Downtown Accra is even more crowded and congested than before, with many new roadways and overpasses trying to keep up with the city's growth. These photos are from the old lighthouse in Jamestown, in downtown Accra.
One problem of such quick, unplanned growth is an unreliable water supply. Most of the compounds (households) lack running water; even the trusted public toilet ($0.05 a go, $0.06 if you don't have paper) is not a self-flushing facility. So Essel and his family, and their tenants, have to fetch water from one of the compounds that can afford a tap. In Kisseman a 20 Liter bidong/jerry can costs five pesewas, or $0.05, to fill. In other areas where piped water is an even greater problem (such as parts of Madina), 20L is as much as $0.20.

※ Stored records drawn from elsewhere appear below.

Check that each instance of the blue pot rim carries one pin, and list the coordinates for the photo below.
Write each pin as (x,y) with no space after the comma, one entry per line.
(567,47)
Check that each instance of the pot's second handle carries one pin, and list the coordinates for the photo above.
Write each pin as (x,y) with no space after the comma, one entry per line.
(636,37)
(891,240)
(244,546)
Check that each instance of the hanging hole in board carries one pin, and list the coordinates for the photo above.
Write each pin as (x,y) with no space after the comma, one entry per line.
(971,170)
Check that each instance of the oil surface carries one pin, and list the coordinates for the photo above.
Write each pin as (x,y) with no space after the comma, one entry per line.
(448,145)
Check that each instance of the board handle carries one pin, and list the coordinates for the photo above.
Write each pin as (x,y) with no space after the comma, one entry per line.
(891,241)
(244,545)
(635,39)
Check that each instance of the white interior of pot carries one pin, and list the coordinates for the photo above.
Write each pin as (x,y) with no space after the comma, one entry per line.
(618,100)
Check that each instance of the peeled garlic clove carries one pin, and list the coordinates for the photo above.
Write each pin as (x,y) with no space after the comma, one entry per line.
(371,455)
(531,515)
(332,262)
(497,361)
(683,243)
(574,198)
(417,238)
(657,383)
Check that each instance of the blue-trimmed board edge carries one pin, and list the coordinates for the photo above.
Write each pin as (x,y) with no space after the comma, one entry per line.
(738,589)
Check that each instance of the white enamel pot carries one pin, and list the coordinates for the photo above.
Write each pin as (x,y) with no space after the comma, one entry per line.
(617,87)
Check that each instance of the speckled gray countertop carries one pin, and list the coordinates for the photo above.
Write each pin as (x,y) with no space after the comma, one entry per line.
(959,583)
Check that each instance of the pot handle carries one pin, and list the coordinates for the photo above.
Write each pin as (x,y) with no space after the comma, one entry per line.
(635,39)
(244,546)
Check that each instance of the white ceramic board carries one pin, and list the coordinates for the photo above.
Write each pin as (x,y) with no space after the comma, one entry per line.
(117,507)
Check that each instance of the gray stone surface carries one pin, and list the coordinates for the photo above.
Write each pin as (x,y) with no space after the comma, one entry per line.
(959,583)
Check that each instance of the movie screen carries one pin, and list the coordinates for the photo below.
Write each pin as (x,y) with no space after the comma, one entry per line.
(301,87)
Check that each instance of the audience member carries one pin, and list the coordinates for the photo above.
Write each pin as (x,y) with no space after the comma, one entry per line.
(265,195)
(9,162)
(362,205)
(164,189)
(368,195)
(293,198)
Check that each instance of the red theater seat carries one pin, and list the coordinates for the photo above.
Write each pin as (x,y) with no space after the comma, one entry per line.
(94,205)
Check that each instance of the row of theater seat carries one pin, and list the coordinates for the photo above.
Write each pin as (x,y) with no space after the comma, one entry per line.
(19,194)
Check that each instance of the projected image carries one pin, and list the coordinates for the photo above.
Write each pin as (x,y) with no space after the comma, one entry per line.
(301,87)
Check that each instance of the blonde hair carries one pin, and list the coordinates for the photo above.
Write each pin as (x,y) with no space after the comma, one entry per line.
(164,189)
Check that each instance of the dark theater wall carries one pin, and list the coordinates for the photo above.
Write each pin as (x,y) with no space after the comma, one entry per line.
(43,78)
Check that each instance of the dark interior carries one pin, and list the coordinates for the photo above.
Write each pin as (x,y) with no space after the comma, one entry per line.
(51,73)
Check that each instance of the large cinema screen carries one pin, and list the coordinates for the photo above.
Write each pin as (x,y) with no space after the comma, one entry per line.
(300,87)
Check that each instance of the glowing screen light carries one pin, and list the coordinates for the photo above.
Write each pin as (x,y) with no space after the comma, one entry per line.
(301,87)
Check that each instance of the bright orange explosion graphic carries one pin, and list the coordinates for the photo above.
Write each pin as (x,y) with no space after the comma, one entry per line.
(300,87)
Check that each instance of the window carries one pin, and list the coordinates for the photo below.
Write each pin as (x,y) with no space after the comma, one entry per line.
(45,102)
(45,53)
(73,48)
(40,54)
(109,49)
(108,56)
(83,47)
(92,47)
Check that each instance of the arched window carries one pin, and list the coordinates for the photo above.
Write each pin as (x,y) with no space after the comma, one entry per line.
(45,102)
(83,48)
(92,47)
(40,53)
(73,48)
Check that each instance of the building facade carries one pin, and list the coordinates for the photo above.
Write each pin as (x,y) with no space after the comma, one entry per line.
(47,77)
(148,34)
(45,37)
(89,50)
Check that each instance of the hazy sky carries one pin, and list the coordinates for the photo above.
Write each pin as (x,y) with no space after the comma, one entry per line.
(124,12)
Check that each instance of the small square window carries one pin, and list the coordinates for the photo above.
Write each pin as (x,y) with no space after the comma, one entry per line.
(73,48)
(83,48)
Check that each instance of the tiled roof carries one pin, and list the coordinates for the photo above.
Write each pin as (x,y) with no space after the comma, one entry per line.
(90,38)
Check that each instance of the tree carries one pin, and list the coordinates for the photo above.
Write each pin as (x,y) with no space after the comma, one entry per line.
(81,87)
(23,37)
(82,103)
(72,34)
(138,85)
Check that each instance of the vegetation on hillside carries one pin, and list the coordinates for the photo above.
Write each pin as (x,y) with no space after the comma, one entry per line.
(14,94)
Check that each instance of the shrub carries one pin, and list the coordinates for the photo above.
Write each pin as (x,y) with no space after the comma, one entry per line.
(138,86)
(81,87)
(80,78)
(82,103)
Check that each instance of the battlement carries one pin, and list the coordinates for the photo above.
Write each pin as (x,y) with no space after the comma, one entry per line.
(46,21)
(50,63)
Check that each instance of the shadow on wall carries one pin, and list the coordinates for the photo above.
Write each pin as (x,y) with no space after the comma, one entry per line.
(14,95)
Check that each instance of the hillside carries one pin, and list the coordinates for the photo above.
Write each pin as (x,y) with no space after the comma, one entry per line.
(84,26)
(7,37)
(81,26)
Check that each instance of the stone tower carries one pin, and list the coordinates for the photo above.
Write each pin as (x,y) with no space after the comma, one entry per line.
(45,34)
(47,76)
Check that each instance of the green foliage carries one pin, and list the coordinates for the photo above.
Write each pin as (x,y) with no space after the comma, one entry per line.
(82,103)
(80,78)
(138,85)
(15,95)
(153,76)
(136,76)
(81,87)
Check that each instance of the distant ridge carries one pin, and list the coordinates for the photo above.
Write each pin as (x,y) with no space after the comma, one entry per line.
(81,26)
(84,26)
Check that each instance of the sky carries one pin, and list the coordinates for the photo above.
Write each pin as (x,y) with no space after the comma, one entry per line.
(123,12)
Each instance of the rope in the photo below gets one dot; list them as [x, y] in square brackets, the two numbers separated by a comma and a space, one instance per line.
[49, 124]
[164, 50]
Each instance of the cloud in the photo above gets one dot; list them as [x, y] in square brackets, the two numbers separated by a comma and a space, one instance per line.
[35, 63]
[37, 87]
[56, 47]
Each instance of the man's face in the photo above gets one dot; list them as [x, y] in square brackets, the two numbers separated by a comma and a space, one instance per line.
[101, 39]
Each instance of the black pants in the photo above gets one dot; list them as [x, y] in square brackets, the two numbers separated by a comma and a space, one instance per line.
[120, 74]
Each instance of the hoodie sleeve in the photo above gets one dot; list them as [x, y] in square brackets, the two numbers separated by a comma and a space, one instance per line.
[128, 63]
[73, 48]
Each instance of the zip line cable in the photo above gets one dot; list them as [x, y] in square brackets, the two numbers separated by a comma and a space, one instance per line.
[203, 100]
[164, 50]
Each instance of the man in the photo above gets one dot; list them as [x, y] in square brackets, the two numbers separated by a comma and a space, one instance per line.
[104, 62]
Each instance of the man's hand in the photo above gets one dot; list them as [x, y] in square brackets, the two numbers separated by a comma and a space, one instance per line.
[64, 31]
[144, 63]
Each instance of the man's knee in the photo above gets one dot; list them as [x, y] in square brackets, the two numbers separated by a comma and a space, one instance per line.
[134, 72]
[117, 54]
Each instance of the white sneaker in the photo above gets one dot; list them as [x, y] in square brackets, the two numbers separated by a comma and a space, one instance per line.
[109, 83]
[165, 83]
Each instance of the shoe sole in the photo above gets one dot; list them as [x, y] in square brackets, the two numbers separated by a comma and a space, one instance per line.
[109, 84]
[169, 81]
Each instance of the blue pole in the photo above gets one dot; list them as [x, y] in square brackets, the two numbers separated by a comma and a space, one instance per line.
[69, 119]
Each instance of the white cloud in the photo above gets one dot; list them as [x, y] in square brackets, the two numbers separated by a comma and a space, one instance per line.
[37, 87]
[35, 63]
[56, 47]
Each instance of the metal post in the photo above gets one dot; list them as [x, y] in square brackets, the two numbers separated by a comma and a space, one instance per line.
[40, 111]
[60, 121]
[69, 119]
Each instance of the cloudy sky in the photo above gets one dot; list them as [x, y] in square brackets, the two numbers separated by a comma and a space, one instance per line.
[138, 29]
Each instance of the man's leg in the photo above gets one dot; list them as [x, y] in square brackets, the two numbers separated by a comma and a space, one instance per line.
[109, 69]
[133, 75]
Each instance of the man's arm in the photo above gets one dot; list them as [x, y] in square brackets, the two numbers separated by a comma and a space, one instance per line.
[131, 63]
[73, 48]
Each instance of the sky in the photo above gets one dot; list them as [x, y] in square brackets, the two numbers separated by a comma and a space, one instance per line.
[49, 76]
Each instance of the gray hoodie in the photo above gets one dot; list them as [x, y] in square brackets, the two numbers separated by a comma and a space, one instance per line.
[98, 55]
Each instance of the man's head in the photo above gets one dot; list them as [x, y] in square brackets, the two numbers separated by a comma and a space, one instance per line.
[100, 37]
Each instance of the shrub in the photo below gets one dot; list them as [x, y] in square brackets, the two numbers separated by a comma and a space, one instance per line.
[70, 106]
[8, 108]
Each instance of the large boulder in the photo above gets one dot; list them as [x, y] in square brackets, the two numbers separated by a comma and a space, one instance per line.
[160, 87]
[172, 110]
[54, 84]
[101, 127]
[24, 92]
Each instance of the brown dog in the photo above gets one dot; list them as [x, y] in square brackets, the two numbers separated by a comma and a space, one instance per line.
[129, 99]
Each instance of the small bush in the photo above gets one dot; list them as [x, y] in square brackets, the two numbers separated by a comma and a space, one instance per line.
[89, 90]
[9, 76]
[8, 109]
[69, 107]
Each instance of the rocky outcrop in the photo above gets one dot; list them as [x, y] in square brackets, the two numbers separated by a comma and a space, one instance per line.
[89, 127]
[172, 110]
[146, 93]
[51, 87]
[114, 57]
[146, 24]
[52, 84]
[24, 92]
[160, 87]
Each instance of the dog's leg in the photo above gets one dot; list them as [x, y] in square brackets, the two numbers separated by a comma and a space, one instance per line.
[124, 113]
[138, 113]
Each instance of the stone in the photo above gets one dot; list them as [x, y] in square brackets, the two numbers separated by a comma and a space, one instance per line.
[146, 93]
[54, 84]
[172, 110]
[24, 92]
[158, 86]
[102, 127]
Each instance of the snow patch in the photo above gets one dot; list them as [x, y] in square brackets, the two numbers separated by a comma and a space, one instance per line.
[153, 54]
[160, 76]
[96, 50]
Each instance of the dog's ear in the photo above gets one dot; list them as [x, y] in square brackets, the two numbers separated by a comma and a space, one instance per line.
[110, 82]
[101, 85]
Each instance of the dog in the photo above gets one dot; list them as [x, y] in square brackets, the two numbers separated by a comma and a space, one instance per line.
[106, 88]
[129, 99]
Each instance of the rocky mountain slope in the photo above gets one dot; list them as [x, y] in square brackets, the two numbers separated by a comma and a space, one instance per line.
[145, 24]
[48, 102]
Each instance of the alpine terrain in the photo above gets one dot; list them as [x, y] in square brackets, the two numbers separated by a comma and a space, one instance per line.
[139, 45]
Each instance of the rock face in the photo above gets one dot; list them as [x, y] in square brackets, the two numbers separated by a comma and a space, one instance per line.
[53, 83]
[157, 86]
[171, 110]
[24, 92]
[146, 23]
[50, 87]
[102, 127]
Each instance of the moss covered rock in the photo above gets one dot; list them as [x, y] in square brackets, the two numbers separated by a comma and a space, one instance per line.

Essel asked me if I had seen Extreme Makeover, which is shown on TV here, and if deserving people really could enter and win the chance to have their home revamped. The show and the money and energy people put into their home decorating and improvement is a little, well, extreme to me -- consider that Essel's compound with some 25 people does not have a single toilet. That I find these home aesthetics programs a bit bizarre when just thought of abstractly may not bode well for my upcoming return to this milieu. To me, more practical concerns, such as a compound of two dozen people lacking even a long-drop toilet (and with one bathing area for the residents to share) are of greater concern than the extra touches that make a house nicer.